Perhaps the biggest incoming threat to the business model is coming from online pornography. The porn industry worldwide has been valued at $97 billion, a bigger entertainment market than the three largest North American professional sports leagues combined. The breadth of video, photography, and interaction online lets consumers find precisely what they’re looking for, and in some cases, the interaction from within the home creates an environment similar to what would be found at the neighbourhood strip club.

“The general feeling is that it’s mostly men using these sites, and websites cater to them, but it’s sort of a chicken-and-egg problem,” said Patrick Keilty, a professor at the University of Toronto who studies the information technology of online pornography. “There’s a privacy element, and that creates a kind of comfort. Things like porn, dating apps and online escort services allow for people who would otherwise be shy to do these things from home.”

While this sort of experience can be found at anyone’s fingertips, it remains unclear whether users of online porn are identical to those who used to frequent strip clubs. The largest online porn companies, like PornHub, collect vast tracts of user data about who frequents their network of sites, but that data remains largely proprietary and it remains difficult from a statistical standpoint to parse out demographic data from this information.

“Companies like PornHub are really a medium-sized tech company,” said Keilty. “They’re not just interested in where you go on their site, but where you go after as well … it’s driven heavily by advertising.”
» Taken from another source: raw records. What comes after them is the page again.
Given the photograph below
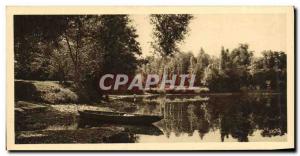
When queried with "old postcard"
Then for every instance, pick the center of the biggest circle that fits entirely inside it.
(150, 78)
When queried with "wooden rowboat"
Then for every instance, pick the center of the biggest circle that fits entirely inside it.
(119, 118)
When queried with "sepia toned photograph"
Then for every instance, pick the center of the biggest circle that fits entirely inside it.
(150, 78)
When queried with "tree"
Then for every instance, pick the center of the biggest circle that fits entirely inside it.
(169, 30)
(116, 41)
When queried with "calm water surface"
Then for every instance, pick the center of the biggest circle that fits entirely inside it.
(226, 118)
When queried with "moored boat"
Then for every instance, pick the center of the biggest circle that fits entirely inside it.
(118, 117)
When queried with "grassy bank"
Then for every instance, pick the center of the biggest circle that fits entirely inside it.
(45, 91)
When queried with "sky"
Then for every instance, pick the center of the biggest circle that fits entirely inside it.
(212, 31)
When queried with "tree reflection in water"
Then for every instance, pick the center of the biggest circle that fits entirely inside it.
(236, 116)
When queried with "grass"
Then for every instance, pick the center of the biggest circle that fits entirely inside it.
(44, 91)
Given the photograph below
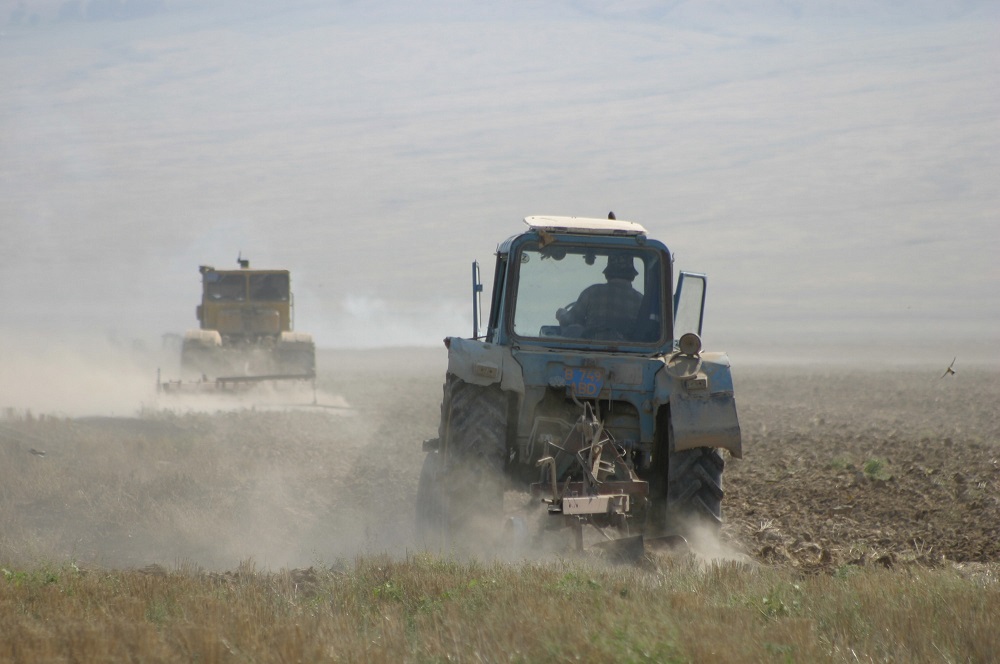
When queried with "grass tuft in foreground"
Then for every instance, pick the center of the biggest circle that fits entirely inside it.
(430, 609)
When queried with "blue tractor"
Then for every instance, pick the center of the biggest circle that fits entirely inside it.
(587, 388)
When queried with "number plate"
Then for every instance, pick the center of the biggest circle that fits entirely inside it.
(585, 382)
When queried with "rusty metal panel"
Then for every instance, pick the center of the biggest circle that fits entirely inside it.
(595, 505)
(709, 421)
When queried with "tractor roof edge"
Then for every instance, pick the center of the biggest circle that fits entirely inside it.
(584, 225)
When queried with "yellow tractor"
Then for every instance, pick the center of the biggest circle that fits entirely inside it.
(245, 334)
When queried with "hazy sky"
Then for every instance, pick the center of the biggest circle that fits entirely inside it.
(833, 166)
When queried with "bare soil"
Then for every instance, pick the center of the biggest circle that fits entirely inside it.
(869, 466)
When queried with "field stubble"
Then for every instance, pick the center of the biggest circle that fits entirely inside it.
(865, 514)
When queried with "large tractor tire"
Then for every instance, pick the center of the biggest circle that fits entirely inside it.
(460, 497)
(694, 491)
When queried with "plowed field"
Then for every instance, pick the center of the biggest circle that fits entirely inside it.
(887, 466)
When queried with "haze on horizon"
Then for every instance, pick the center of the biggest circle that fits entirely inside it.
(832, 166)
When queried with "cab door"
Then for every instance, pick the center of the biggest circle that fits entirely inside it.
(689, 303)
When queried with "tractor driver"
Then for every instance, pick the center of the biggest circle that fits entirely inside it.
(608, 310)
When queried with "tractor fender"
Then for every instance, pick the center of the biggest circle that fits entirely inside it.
(207, 338)
(481, 363)
(702, 406)
(296, 338)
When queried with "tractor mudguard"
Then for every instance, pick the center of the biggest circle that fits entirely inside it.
(705, 422)
(702, 405)
(481, 363)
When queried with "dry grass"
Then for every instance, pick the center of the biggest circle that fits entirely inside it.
(430, 609)
(886, 531)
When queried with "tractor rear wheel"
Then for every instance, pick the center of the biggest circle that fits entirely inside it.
(694, 491)
(468, 498)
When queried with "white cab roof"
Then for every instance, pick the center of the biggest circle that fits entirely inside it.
(587, 225)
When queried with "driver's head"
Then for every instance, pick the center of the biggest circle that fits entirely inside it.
(620, 266)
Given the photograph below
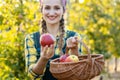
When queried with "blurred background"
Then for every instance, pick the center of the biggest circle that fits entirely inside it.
(98, 22)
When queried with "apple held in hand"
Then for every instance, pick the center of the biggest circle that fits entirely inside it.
(72, 58)
(47, 39)
(63, 57)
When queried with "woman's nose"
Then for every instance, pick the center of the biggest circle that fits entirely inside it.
(51, 12)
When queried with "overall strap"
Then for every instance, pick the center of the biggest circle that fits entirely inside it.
(71, 34)
(36, 38)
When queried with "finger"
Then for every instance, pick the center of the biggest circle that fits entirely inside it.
(52, 48)
(45, 49)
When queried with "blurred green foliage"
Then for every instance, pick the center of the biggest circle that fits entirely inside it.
(96, 20)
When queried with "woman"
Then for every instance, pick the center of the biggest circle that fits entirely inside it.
(38, 57)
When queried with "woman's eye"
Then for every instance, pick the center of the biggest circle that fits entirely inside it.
(47, 8)
(57, 8)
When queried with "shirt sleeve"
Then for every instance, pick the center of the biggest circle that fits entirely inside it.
(30, 56)
(79, 45)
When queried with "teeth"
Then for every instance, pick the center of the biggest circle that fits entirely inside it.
(51, 17)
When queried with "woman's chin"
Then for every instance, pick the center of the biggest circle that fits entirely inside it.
(52, 22)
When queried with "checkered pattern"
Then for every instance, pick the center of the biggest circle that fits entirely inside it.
(31, 53)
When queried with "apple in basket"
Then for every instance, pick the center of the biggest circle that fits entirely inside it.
(72, 58)
(47, 39)
(63, 57)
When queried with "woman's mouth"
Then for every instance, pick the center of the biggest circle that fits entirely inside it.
(51, 17)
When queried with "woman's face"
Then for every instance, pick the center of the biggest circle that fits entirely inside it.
(52, 11)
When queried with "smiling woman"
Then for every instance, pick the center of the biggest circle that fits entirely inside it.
(38, 56)
(81, 1)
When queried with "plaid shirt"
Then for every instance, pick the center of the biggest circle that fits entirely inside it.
(31, 53)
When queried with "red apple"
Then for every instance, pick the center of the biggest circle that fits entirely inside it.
(47, 39)
(63, 57)
(72, 58)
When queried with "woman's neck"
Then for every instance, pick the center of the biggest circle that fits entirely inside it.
(53, 29)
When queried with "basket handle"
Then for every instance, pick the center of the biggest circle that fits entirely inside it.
(88, 50)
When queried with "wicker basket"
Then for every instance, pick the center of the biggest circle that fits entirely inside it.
(89, 66)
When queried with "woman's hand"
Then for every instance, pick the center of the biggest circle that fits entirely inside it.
(47, 52)
(72, 42)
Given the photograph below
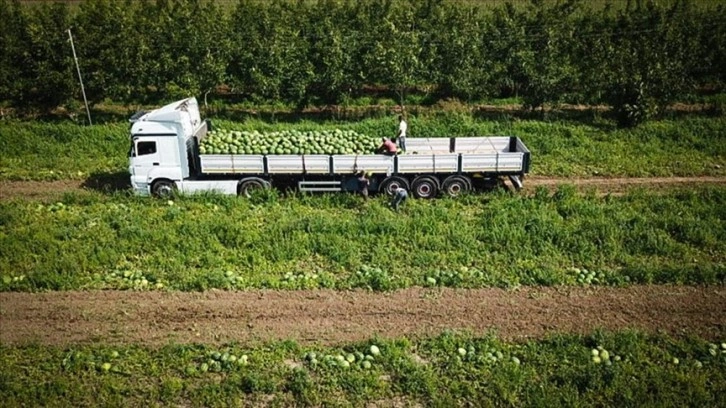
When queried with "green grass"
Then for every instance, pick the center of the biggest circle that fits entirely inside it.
(557, 371)
(337, 241)
(683, 147)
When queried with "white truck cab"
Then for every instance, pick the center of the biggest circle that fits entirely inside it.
(159, 158)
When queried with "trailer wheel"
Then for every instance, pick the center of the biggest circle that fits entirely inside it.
(163, 188)
(425, 187)
(455, 185)
(247, 186)
(389, 185)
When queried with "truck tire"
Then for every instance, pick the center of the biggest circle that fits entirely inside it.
(425, 187)
(248, 185)
(455, 185)
(163, 188)
(387, 186)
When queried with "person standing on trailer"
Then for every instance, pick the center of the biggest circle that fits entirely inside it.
(363, 183)
(401, 136)
(387, 147)
(399, 197)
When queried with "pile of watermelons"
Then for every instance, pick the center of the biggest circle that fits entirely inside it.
(221, 141)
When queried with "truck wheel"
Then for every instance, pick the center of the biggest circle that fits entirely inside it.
(387, 186)
(455, 185)
(163, 188)
(425, 187)
(247, 186)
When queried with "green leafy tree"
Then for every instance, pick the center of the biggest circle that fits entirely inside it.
(15, 43)
(546, 71)
(391, 46)
(49, 79)
(111, 53)
(642, 63)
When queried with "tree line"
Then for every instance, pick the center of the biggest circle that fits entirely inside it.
(636, 57)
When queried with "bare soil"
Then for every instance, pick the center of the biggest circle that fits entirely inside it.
(49, 190)
(334, 317)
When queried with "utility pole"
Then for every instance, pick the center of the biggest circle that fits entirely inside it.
(83, 90)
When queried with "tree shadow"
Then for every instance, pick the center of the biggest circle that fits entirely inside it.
(109, 183)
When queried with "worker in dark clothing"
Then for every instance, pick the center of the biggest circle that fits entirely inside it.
(388, 147)
(399, 197)
(363, 183)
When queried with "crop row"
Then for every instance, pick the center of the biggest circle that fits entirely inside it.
(685, 147)
(449, 370)
(341, 241)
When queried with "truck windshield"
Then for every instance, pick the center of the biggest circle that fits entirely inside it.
(144, 148)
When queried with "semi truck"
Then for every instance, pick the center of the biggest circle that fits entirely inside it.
(165, 158)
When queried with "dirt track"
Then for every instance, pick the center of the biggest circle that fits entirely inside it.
(329, 317)
(55, 189)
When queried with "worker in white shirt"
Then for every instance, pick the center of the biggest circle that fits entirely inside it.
(401, 137)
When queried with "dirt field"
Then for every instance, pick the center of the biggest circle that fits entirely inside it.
(330, 317)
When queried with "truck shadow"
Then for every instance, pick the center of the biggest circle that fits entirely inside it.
(108, 183)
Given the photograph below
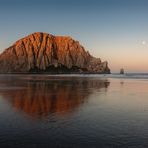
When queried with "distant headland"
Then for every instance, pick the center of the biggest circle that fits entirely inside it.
(44, 53)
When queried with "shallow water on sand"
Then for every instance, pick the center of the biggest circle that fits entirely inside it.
(73, 111)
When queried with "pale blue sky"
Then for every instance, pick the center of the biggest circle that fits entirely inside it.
(115, 30)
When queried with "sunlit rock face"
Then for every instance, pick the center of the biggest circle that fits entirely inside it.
(42, 52)
(39, 97)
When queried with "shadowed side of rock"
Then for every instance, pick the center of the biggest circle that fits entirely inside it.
(42, 52)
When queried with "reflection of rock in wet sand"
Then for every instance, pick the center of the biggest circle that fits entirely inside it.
(38, 97)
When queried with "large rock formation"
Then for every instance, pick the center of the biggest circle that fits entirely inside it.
(42, 52)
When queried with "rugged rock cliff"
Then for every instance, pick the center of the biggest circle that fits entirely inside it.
(42, 52)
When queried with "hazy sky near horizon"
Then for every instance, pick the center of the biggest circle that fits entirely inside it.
(114, 30)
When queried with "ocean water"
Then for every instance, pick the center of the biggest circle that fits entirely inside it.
(74, 111)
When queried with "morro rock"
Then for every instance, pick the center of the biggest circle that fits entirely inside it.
(42, 52)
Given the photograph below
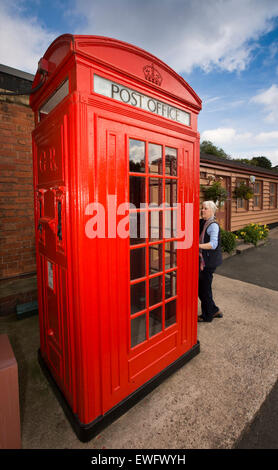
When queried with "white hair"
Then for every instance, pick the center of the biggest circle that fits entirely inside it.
(211, 205)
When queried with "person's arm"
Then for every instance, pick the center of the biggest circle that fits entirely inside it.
(212, 231)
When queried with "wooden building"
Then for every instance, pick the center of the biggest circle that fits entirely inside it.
(236, 213)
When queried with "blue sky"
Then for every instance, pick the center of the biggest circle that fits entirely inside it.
(227, 50)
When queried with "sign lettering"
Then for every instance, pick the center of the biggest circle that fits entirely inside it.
(126, 95)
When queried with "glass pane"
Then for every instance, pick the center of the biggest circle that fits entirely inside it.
(136, 156)
(155, 225)
(155, 294)
(155, 321)
(155, 159)
(170, 255)
(155, 258)
(171, 192)
(137, 193)
(170, 285)
(137, 263)
(155, 191)
(137, 227)
(170, 161)
(137, 297)
(170, 224)
(170, 313)
(138, 330)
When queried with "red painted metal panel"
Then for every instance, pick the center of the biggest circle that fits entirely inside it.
(81, 158)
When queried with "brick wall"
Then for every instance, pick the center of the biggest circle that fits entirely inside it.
(17, 242)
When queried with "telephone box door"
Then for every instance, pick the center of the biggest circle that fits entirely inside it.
(149, 307)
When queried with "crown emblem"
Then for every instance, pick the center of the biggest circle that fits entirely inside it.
(152, 75)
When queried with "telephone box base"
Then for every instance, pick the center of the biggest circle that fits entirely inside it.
(85, 432)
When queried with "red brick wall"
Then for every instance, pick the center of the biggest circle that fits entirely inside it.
(17, 242)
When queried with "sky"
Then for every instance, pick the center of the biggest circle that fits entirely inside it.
(227, 50)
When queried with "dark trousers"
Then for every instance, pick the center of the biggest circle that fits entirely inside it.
(205, 294)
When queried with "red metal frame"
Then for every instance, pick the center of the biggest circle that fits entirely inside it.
(81, 156)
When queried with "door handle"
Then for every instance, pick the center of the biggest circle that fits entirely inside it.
(47, 222)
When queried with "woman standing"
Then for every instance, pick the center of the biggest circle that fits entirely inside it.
(210, 258)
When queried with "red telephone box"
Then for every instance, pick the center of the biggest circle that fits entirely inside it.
(116, 166)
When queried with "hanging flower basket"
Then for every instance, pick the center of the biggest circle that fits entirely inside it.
(243, 191)
(215, 192)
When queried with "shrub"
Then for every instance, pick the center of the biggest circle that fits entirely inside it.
(252, 233)
(228, 240)
(215, 192)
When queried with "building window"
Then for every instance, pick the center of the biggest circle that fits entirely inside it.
(272, 195)
(241, 204)
(258, 195)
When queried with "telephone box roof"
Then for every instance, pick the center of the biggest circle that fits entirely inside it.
(119, 56)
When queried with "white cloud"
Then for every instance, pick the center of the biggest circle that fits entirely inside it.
(23, 40)
(185, 34)
(225, 135)
(269, 100)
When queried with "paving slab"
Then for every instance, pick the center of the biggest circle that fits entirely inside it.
(205, 405)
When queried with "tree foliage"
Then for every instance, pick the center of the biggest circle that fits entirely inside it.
(263, 162)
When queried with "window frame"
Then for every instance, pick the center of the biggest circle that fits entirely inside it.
(273, 196)
(244, 201)
(258, 195)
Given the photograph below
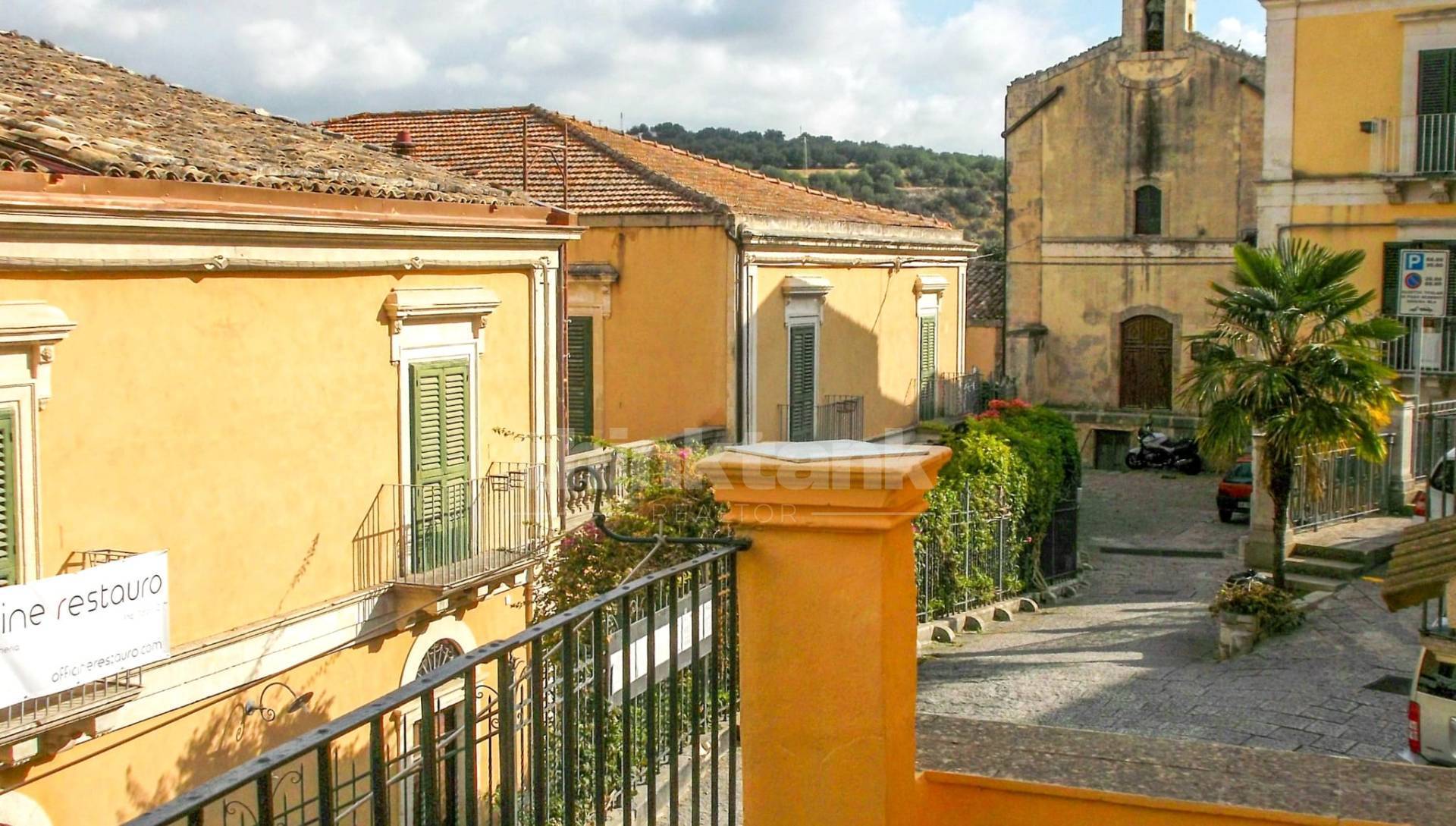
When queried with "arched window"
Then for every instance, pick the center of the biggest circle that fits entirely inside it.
(1147, 363)
(1147, 213)
(1153, 30)
(438, 655)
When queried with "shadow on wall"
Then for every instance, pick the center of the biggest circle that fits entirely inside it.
(226, 737)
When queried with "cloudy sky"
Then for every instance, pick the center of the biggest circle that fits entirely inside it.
(924, 72)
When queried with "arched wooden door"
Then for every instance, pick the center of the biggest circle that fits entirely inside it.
(1147, 363)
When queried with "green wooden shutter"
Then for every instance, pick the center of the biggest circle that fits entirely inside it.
(801, 382)
(579, 379)
(8, 517)
(1435, 82)
(928, 367)
(440, 500)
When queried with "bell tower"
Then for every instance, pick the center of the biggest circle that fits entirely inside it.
(1156, 25)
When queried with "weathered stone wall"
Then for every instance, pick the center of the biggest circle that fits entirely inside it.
(1187, 120)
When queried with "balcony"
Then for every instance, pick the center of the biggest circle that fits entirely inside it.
(446, 536)
(960, 395)
(1416, 153)
(63, 715)
(837, 417)
(1438, 348)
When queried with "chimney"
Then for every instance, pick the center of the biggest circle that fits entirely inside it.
(403, 145)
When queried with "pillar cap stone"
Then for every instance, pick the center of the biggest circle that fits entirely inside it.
(833, 485)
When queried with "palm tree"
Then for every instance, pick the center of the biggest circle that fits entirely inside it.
(1293, 353)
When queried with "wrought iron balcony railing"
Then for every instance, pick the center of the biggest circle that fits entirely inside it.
(965, 394)
(839, 417)
(34, 717)
(1438, 346)
(620, 710)
(447, 533)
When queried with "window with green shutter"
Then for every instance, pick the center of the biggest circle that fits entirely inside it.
(8, 528)
(580, 424)
(1436, 111)
(801, 382)
(928, 367)
(440, 503)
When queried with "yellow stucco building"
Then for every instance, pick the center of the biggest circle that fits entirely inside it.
(324, 379)
(1360, 128)
(707, 297)
(1133, 172)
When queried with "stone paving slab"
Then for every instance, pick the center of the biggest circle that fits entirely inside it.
(1200, 772)
(1136, 652)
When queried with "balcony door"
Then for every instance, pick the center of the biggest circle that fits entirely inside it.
(441, 497)
(1436, 111)
(1147, 363)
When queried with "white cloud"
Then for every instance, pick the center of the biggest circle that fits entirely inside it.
(855, 69)
(101, 15)
(290, 58)
(1244, 36)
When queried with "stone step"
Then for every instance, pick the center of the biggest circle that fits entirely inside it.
(1367, 552)
(1331, 569)
(1307, 583)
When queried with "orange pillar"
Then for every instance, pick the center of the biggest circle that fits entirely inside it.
(827, 627)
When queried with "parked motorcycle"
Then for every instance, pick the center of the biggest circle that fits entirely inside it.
(1156, 451)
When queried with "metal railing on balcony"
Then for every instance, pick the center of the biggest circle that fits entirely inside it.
(967, 394)
(1350, 488)
(31, 717)
(446, 533)
(839, 417)
(619, 710)
(1438, 347)
(1416, 145)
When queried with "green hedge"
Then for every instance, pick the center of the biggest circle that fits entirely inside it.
(1015, 459)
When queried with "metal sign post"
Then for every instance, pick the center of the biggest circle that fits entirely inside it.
(1423, 296)
(1424, 283)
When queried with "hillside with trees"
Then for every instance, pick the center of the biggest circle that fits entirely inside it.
(962, 188)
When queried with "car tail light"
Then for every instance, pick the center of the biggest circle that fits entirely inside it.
(1416, 727)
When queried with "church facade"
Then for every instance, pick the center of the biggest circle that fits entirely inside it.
(1131, 175)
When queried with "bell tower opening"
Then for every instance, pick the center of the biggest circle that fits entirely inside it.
(1156, 25)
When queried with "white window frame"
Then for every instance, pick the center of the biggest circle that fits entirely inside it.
(30, 332)
(437, 324)
(804, 297)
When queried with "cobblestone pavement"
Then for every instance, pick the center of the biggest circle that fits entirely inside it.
(1138, 652)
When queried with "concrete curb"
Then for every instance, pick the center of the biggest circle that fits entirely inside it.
(1001, 612)
(1169, 552)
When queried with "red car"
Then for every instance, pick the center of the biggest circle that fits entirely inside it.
(1237, 488)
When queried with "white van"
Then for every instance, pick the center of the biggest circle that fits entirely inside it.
(1442, 500)
(1433, 708)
Although the online world can approximate the experience of seeing a stripper live, it’s still not a perfect substitute. It’s unsurprising, then, that porn theatres have gone extinct far faster than even strip clubs; the last remaining porn theatre in Toronto recently closed, and the space was quickly replaced by a rock climbing gym.

“To be quite honest, the impact of zoning and licensing haven’t been as great as people would think,” said Czkella-Martinez. “A lot of the reason why these businesses have been going down and down is what’s going on in society in general.”

The public’s perception of strip clubs hits home especially for Koumoudouros, the Toronto club owner, who saw deliberate attempts to remove him from chairing the board of the business improvement area in his neighbourhood.

Strip clubs are not necessarily dead, in fact, but are instead working on adapting to new clientele. The best example of this adaptation can be found in Edmonton. Unlike the prohibitionist approach adopted by its provincial neighbour to the east, Edmonton strip clubs have continued to press onward. Only one strip club license has been outright cancelled within the last decade. While clubs are closing every year in Toronto, two of them opened in Edmonton in 2013. Meanwhile, Pinky’s Show Theatre recently took over another strip club, and re-launched this March, making it the newest strip club in Canada.

Successful clubs are relying less and less on the shock value of its entertainment. Instead, they’re attempting to re-focus as a party atmosphere, with the dancing girls serving as a backdrop and a part of a larger nightclub.

Nevertheless, it remains to be seen if they can survive outside the tourist campiness on Toronto’s Yonge Street or Montreal’s Saint Catherine Street. It seems strange to lament the loss of an industry that so many have derided over the course of history, but for many, the strip club world served as a livelihood, work experience, and sometimes, even great memories.

“There wasn’t a ton of us in Saskatchewan, so we all became a family,” reminisced Thompson, recently speaking from a bus to Winnipeg to perform there once again. “I miss it.”